The economy is improving and consumers are spending more money. And a new survey shows they're going deeper into debt to do so.
LendingTree has released its Consumer Debt Outlook, based on an analysis of Federal Reserve data. It projects that U.S. consumers will owe a total of $4 trillion by the end of 2018. Consumers now owe 26 percent of their income on debt, up from 22 percent eight years ago.
The report finds a sharp increase in consumer debt beginning in 2013, which is about the time the U.S. economy began to recover from the Great Recession. Today, the percentage of non-housing debt is even higher than it was during the economic boom times of the early 2000s.
But the LendingTree report highlights a change in the way consumers are borrowing. Auto loan and credit card debt is growing at more than 7 percent per year, while mortgage debt is growing at a more modest 2 percent rate.
The downside of debt
Debt is not necessarily toxic, as long as the consumer has a growing income and can afford it. However, rising debt levels can cause greater strain on personal finances. When debt is used to pay for consumables and depreciating assets like cars, it diverts future earnings to pay for today's expenses.
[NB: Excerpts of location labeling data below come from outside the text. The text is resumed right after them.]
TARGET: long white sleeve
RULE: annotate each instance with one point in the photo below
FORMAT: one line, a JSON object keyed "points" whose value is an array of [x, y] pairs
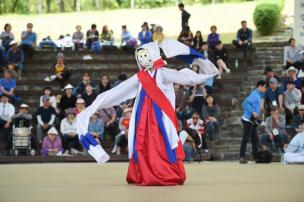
{"points": [[124, 91]]}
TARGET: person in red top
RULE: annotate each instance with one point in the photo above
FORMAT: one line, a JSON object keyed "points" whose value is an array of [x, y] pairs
{"points": [[122, 137]]}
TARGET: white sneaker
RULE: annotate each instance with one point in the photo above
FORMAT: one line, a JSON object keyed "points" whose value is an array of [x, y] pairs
{"points": [[114, 150]]}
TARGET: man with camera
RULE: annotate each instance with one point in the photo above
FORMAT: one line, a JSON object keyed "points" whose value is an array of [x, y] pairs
{"points": [[252, 108]]}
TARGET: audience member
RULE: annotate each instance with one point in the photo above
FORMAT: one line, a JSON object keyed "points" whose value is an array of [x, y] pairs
{"points": [[145, 36], [7, 36], [15, 58], [92, 35], [104, 84], [273, 97], [158, 35], [28, 40], [52, 145], [46, 116], [292, 101], [78, 38], [275, 130], [211, 115], [185, 16], [89, 95], [294, 55], [243, 38], [197, 41], [7, 110], [221, 59], [186, 36], [96, 127], [251, 108], [68, 129], [213, 37]]}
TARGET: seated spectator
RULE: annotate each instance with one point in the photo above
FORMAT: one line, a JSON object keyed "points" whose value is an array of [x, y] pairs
{"points": [[15, 59], [213, 37], [92, 35], [80, 88], [108, 116], [197, 41], [47, 42], [8, 86], [78, 38], [127, 40], [122, 137], [269, 73], [96, 127], [89, 95], [294, 55], [145, 36], [46, 116], [198, 94], [7, 36], [243, 38], [7, 111], [158, 35], [275, 130], [186, 36], [80, 105], [198, 125], [221, 59], [68, 100], [62, 74], [52, 145], [292, 100], [68, 129], [28, 40], [104, 84], [211, 115], [22, 125], [49, 92], [292, 76], [273, 97], [106, 36]]}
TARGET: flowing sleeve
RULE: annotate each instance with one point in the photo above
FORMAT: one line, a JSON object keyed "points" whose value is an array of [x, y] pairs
{"points": [[124, 91]]}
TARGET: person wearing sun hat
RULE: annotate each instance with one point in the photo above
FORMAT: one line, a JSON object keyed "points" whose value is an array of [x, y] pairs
{"points": [[51, 145], [15, 58], [68, 130]]}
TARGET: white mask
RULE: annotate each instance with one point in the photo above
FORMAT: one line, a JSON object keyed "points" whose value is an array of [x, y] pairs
{"points": [[144, 58]]}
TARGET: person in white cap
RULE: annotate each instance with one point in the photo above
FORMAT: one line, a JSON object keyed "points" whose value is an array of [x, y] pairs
{"points": [[15, 58], [52, 145]]}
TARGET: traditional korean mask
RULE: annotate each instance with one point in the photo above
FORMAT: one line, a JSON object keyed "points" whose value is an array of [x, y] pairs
{"points": [[144, 58]]}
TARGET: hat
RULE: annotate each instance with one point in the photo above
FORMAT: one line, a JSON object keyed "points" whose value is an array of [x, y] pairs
{"points": [[126, 110], [45, 97], [273, 80], [60, 55], [267, 69], [23, 105], [70, 111], [53, 131], [13, 42], [80, 101], [292, 68], [68, 86]]}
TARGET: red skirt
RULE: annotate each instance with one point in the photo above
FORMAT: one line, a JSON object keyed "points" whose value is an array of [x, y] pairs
{"points": [[153, 167]]}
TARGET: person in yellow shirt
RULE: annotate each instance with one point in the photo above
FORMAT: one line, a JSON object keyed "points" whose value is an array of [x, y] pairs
{"points": [[158, 34]]}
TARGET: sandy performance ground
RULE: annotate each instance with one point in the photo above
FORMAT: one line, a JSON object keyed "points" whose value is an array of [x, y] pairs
{"points": [[215, 182]]}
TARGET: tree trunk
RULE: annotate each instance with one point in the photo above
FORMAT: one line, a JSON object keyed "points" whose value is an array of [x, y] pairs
{"points": [[60, 4], [48, 6], [39, 6], [14, 6]]}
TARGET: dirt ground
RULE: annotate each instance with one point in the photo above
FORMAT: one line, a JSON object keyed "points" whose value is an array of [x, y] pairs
{"points": [[214, 182]]}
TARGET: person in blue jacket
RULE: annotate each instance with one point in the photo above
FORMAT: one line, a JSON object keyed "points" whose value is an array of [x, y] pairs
{"points": [[145, 36], [252, 109]]}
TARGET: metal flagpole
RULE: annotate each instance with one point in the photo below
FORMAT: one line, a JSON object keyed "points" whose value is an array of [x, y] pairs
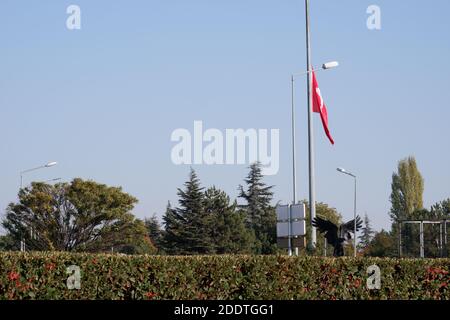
{"points": [[312, 196], [294, 167]]}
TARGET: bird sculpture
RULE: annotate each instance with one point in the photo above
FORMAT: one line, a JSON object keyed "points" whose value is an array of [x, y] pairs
{"points": [[337, 235]]}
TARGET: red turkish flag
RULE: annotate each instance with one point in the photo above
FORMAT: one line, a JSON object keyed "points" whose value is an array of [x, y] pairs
{"points": [[319, 107]]}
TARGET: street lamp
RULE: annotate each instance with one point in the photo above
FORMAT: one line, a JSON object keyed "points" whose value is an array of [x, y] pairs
{"points": [[342, 170], [325, 66], [48, 165]]}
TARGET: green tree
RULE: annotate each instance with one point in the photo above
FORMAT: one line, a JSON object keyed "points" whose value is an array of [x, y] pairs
{"points": [[366, 233], [406, 202], [77, 216], [188, 226], [228, 230], [7, 243], [326, 212], [154, 231], [261, 216]]}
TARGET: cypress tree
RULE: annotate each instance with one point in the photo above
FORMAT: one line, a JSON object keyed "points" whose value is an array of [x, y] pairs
{"points": [[261, 217]]}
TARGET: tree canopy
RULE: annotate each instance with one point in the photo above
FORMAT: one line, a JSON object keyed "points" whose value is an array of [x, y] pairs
{"points": [[76, 216]]}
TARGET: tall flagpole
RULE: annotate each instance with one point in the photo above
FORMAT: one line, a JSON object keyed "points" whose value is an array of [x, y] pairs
{"points": [[312, 195]]}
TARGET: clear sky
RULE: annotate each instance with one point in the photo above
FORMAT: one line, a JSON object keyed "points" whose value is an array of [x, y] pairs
{"points": [[104, 100]]}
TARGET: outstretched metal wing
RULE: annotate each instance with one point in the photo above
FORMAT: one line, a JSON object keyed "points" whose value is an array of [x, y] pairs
{"points": [[328, 228], [350, 226]]}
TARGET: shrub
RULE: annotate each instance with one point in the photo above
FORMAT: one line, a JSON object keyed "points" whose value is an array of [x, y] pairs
{"points": [[43, 276]]}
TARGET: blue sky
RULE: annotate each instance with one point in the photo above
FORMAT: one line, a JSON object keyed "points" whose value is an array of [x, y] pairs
{"points": [[104, 100]]}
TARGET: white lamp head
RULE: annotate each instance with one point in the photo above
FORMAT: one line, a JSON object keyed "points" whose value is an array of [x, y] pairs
{"points": [[330, 65], [51, 164]]}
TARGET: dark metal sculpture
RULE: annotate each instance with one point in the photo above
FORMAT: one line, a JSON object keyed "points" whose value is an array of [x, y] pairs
{"points": [[337, 235]]}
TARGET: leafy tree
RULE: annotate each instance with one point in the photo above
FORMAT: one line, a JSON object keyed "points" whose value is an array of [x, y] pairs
{"points": [[7, 243], [406, 202], [154, 231], [366, 233], [77, 216], [228, 230], [188, 226], [261, 216], [407, 190], [326, 212]]}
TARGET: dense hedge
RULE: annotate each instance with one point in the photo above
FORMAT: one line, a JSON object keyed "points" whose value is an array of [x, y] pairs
{"points": [[43, 276]]}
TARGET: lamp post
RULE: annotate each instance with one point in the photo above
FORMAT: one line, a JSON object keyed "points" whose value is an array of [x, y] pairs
{"points": [[342, 170], [325, 66], [48, 165]]}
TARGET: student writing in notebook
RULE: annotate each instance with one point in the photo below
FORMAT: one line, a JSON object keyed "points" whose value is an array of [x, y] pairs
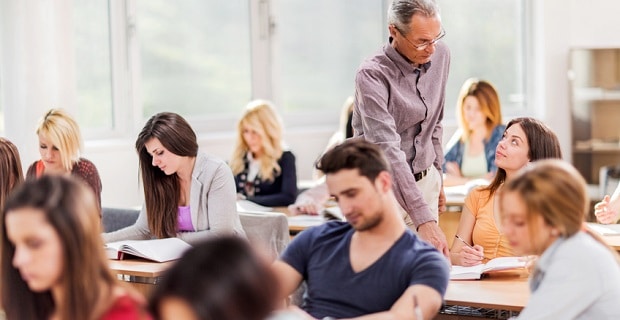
{"points": [[53, 264], [372, 265], [480, 237], [187, 193], [577, 276]]}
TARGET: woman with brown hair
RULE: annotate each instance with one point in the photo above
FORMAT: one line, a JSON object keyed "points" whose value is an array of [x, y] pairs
{"points": [[577, 276], [187, 194], [480, 237], [222, 278], [53, 264], [10, 169], [471, 150]]}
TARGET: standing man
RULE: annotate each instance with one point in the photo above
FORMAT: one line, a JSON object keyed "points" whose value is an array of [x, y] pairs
{"points": [[399, 105], [372, 265]]}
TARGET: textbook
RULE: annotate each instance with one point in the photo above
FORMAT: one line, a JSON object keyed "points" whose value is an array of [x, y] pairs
{"points": [[159, 250], [497, 264]]}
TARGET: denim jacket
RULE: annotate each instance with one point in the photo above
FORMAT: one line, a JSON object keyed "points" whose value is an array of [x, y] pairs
{"points": [[456, 148]]}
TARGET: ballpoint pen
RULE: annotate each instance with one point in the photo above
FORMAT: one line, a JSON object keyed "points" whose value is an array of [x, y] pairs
{"points": [[465, 242], [416, 309]]}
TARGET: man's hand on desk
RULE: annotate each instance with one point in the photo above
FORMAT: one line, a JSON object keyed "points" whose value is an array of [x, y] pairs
{"points": [[305, 208], [605, 212], [431, 233]]}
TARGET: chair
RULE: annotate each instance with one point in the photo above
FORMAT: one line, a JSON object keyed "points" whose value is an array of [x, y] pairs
{"points": [[117, 218], [268, 230]]}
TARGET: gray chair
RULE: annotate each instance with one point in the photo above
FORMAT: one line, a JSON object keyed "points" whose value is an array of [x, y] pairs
{"points": [[267, 230], [117, 218]]}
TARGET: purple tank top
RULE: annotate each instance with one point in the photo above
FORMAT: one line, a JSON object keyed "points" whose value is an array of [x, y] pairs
{"points": [[185, 219]]}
One bright spot in the report is credit card debt. Revolving credit – which is based primarily on credit cards – fell in March for the second straight month. In fact, non-revolving credit, like college and auto loans, was also down for the month.
But LendingTree suggests the dip is only temporary. The report's authors point to the longer term trend to predict that total consumer debt will eclipse $4 trillion during this calendar year.
Not overly concerned
So far, consumers don't appear overly concerned about taking on additional debt. A recent Federal Reserve Survey of Consumer Expectations shows consumers feel fairly confident in their ability to service their debt.
On average, consumers said there was less than an 11 percent chance they would miss a loan payment, the lowest average since the survey began.
Meanwhile, LendingTree says credit card delinquency rates remain relatively low, despite recent reports of increases in charge-offs at some credit card issuers.